Yaşlı Adam : Hadi inelim de ben sana dondurma alayım olur mu?
Oğlum : Anne, bak dede dondurma alayım diyor, alsın mı? İzin verir misin?

Ben : Şey beyefendi siz iyi bir şey yaptığınızı mı sanıyorsunuz, böyle konuşarak çocuğa önüne gelenle gitmesini, eline verilen her şeyi almasını öğretiyorsunuz.

Yaşlı Adam : Benim kötü bir niyetim yoktu, pardon hanımefendi.
Ben : Ben sizi tanıyor muyum? Nereden bileceğim niyetinizin iyi mi kötü mü olduğunu?
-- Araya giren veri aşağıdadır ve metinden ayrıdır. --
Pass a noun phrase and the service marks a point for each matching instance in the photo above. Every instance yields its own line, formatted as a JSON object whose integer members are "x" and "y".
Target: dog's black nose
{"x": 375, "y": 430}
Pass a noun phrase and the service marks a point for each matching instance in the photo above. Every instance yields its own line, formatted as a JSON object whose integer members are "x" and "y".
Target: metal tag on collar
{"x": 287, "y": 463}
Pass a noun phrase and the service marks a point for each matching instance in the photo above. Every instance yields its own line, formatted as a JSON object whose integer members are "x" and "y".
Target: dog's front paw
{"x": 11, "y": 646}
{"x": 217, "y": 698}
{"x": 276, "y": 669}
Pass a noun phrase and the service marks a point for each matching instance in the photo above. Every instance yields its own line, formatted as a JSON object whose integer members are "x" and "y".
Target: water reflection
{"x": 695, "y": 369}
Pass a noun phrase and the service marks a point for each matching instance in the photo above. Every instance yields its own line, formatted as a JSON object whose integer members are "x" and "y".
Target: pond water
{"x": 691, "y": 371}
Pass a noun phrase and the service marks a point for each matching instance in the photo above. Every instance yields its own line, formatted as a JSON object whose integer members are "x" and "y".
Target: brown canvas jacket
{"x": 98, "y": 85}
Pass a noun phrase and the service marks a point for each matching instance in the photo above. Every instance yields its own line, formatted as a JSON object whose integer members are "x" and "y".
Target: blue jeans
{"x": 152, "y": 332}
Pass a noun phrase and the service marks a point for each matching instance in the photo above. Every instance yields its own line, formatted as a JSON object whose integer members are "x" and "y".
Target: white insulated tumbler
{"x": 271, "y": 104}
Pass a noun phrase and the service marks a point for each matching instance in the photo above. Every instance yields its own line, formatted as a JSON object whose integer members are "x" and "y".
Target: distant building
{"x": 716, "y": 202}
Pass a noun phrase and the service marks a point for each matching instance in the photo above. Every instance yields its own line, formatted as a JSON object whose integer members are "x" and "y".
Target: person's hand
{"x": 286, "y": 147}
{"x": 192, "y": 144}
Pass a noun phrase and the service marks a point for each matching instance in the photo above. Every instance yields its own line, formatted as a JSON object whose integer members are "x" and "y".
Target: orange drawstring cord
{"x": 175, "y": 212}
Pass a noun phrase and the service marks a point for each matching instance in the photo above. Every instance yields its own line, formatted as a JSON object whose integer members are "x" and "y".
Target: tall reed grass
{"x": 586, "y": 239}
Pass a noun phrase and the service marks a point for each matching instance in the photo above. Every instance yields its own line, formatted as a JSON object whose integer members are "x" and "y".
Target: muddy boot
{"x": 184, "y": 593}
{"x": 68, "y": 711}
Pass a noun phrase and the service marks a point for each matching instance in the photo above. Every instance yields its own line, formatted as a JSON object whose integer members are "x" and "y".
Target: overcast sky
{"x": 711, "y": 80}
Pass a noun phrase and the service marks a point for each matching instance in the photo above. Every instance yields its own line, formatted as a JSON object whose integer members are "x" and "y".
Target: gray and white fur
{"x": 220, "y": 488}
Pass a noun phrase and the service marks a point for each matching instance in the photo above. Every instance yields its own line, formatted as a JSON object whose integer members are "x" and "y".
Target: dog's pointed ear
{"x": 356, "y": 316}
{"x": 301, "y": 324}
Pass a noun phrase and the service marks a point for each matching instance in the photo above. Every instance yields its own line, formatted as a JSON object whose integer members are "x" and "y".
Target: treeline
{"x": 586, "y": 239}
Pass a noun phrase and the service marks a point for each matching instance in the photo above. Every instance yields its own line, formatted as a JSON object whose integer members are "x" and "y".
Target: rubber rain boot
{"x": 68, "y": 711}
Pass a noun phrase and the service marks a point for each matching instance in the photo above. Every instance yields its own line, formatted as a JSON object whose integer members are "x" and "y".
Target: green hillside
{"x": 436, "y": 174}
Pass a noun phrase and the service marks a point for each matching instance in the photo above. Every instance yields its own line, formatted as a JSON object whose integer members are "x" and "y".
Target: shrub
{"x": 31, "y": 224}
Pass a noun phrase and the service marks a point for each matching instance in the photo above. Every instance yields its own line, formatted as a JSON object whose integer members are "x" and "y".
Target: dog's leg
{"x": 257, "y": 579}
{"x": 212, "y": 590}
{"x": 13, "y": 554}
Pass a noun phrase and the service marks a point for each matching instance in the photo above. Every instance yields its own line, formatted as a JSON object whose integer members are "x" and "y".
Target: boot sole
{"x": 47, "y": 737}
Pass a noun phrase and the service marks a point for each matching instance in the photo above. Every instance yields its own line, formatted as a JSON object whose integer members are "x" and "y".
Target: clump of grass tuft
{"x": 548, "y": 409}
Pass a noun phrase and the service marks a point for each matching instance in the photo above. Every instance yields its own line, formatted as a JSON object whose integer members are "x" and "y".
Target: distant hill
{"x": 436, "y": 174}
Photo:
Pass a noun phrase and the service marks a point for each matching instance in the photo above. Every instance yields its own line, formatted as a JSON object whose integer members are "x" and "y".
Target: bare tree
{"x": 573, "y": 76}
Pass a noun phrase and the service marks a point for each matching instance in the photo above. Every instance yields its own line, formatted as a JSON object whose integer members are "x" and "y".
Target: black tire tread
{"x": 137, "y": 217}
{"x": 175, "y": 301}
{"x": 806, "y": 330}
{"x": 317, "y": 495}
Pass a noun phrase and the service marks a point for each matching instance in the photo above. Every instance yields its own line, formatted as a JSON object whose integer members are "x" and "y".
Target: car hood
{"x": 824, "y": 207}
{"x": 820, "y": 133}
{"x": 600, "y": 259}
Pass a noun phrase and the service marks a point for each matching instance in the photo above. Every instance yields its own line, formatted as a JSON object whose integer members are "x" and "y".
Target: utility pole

Yanlış örnek oluyorsunuz küçük çocuğa.
Geleceğimiz yere vardığımızda oğlumla otobüsten iniyoruz. Ben de çocuğa sürekli tanımadığımız kişilerden hiçbir şey alınmaması gerektiğini anlatıyorum.

* * * * * * *

2- Birkaç gün sonra yine otobüsteyiz.

Yanımda oturan oğlum, yaşlı ve bastonlu bir adam otobüse binince kucağıma oturup adama yer veriyor ve adam da oturuyor ama o da ne? Adam cebinden 1 TL çıkartıp oğluma veriyor.

Oğlum şaşkın yüzme bakıp : - “ Anne almamam gerekir değil mi ? “ diyor.
Ben adama teşekkür ediyorum ama adam ısrarlı 1 TL’yi benim oğlana verecek.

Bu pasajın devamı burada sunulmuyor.